Member of Parliament (MP) for the Bawku Central constituency, Mahama Ayariga, has stated that the ongoing power challenges leading to intermittent power supply, also known as dumsor, are partly due to the government’s indebtedness to Independent Power Producers (IPPs).
He, however, revealed that these IPPs are “afraid to talk,” indicating that the power producers do not want to engage in politics.
Speaking to Alfred Ocansey on The Key Points on Saturday, March 30, the Bawku Central lawmaker said, “They just do not have the money to pay, the IPPs are not talking because they do not want to get involved in politics so they don’t talk.”
“But those who know what is happening, when you call and ask them, they would say talk to your people to pay us, he hasn’t told you that he is owed, but just say talk to your people to pay us,” he stressed.
Mr.

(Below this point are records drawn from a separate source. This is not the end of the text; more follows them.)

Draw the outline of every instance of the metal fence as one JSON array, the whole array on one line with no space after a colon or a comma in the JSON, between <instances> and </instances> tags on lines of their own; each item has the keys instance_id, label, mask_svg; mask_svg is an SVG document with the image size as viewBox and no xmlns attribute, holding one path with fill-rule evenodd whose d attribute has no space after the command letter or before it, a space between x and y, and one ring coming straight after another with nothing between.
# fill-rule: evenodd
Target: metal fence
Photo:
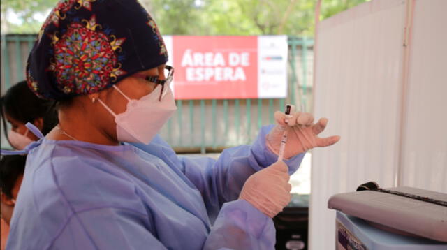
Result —
<instances>
[{"instance_id":1,"label":"metal fence","mask_svg":"<svg viewBox=\"0 0 447 250\"><path fill-rule=\"evenodd\" d=\"M1 93L24 79L34 34L1 36ZM249 144L260 128L274 123L286 103L311 110L313 39L288 38L288 96L280 99L177 100L177 110L161 131L177 152L205 153ZM1 147L8 147L1 134Z\"/></svg>"}]
</instances>

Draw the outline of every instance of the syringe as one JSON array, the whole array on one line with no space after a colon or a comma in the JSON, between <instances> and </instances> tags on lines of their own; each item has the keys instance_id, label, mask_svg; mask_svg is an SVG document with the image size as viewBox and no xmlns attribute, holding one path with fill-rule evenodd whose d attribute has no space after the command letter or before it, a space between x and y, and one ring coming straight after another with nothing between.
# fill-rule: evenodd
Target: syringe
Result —
<instances>
[{"instance_id":1,"label":"syringe","mask_svg":"<svg viewBox=\"0 0 447 250\"><path fill-rule=\"evenodd\" d=\"M285 114L286 116L289 116L291 113L293 112L295 109L295 106L293 105L287 104L286 105L286 112ZM287 123L287 122L286 122ZM286 128L286 130L282 134L282 138L281 138L281 146L279 147L279 153L278 154L278 161L282 161L284 155L284 149L286 149L286 142L287 142L287 131L288 131L288 128Z\"/></svg>"}]
</instances>

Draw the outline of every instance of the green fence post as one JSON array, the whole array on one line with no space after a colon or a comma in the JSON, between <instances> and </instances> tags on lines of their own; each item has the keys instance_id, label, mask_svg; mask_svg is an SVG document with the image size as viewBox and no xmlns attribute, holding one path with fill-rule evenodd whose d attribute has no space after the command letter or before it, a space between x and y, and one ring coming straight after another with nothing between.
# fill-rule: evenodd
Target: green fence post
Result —
<instances>
[{"instance_id":1,"label":"green fence post","mask_svg":"<svg viewBox=\"0 0 447 250\"><path fill-rule=\"evenodd\" d=\"M194 147L194 102L189 100L189 135L191 136L189 147Z\"/></svg>"},{"instance_id":2,"label":"green fence post","mask_svg":"<svg viewBox=\"0 0 447 250\"><path fill-rule=\"evenodd\" d=\"M205 154L205 100L200 100L200 153Z\"/></svg>"},{"instance_id":3,"label":"green fence post","mask_svg":"<svg viewBox=\"0 0 447 250\"><path fill-rule=\"evenodd\" d=\"M302 56L301 57L301 63L302 65L302 104L305 107L305 112L306 103L307 100L307 41L306 38L302 38Z\"/></svg>"},{"instance_id":4,"label":"green fence post","mask_svg":"<svg viewBox=\"0 0 447 250\"><path fill-rule=\"evenodd\" d=\"M178 115L178 122L179 124L179 146L183 145L182 138L183 138L183 121L182 121L182 100L177 100L177 114Z\"/></svg>"},{"instance_id":5,"label":"green fence post","mask_svg":"<svg viewBox=\"0 0 447 250\"><path fill-rule=\"evenodd\" d=\"M263 126L263 99L258 99L258 130Z\"/></svg>"},{"instance_id":6,"label":"green fence post","mask_svg":"<svg viewBox=\"0 0 447 250\"><path fill-rule=\"evenodd\" d=\"M216 138L217 137L217 133L216 132L216 112L217 112L216 103L217 102L217 101L216 99L212 99L212 113L211 114L211 116L212 119L212 148L213 149L216 149Z\"/></svg>"},{"instance_id":7,"label":"green fence post","mask_svg":"<svg viewBox=\"0 0 447 250\"><path fill-rule=\"evenodd\" d=\"M239 99L235 100L235 126L236 127L236 144L239 144L239 132L240 131L240 108Z\"/></svg>"},{"instance_id":8,"label":"green fence post","mask_svg":"<svg viewBox=\"0 0 447 250\"><path fill-rule=\"evenodd\" d=\"M225 119L225 138L228 138L228 100L224 100L224 119ZM226 140L228 143L228 140Z\"/></svg>"},{"instance_id":9,"label":"green fence post","mask_svg":"<svg viewBox=\"0 0 447 250\"><path fill-rule=\"evenodd\" d=\"M247 143L251 142L251 100L247 99Z\"/></svg>"}]
</instances>

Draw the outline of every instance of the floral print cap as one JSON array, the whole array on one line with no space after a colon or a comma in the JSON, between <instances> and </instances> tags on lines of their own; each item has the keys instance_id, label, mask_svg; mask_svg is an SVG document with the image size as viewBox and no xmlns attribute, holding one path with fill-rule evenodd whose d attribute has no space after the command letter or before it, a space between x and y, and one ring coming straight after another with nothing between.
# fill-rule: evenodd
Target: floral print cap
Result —
<instances>
[{"instance_id":1,"label":"floral print cap","mask_svg":"<svg viewBox=\"0 0 447 250\"><path fill-rule=\"evenodd\" d=\"M39 31L27 80L38 96L61 101L166 61L158 27L136 0L65 0Z\"/></svg>"}]
</instances>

Ayariga therefore cast doubt on the Akufo-Addo/Bawumia regime as being the people with so much expertise to tackle the country’s economic problems.
He also criticised the government for opposing the Energy Sector Levy Act (ESLA) yet mismanaging the monies accrued from the levy aimed at defraying the legacy debt in the energy sector.
According to him, ESLA was a “strategic thinking, excellent planning which was being well executed by [former] president John Dramani Mahama” but based on “total misrepresentation,” the NPP government told Ghanaians that former president Mahama was responsible for ‘dumsor’.
ESLA Plc, as a public limited liability company, was established in 2017 as an independent Special Purpose Vehicle (SPV) primarily to issue debt securities to refinance the energy sector debt.
Since its inception, ESLA is expected to have generated some GHS10 billion over the period.
“Seven years down the line where there is no demonstrated problem of lack of national generation capacity. There is internally a capacity to generate as much energy as we need. The problem is that because you have mismanaged the finances of this country, you have squandered the monies kept in the Energy Sector Levy accounts,” he said, adding that “the truth of the matter is that some of the [power] producers have it to their limits.”
He emphasised that the IPPs have borrowed so much to keep the lights on for Ghanaians.
Meanwhile, a former deputy minister for energy and MP for the Yapei-Kusawgu constituency, John Abdulai Jinapor, had earlier alleged that the government needs about 50 million US dollars to purchase fuel. He maintained that the current erratic power supply ‘dumsor’ is a financial problem.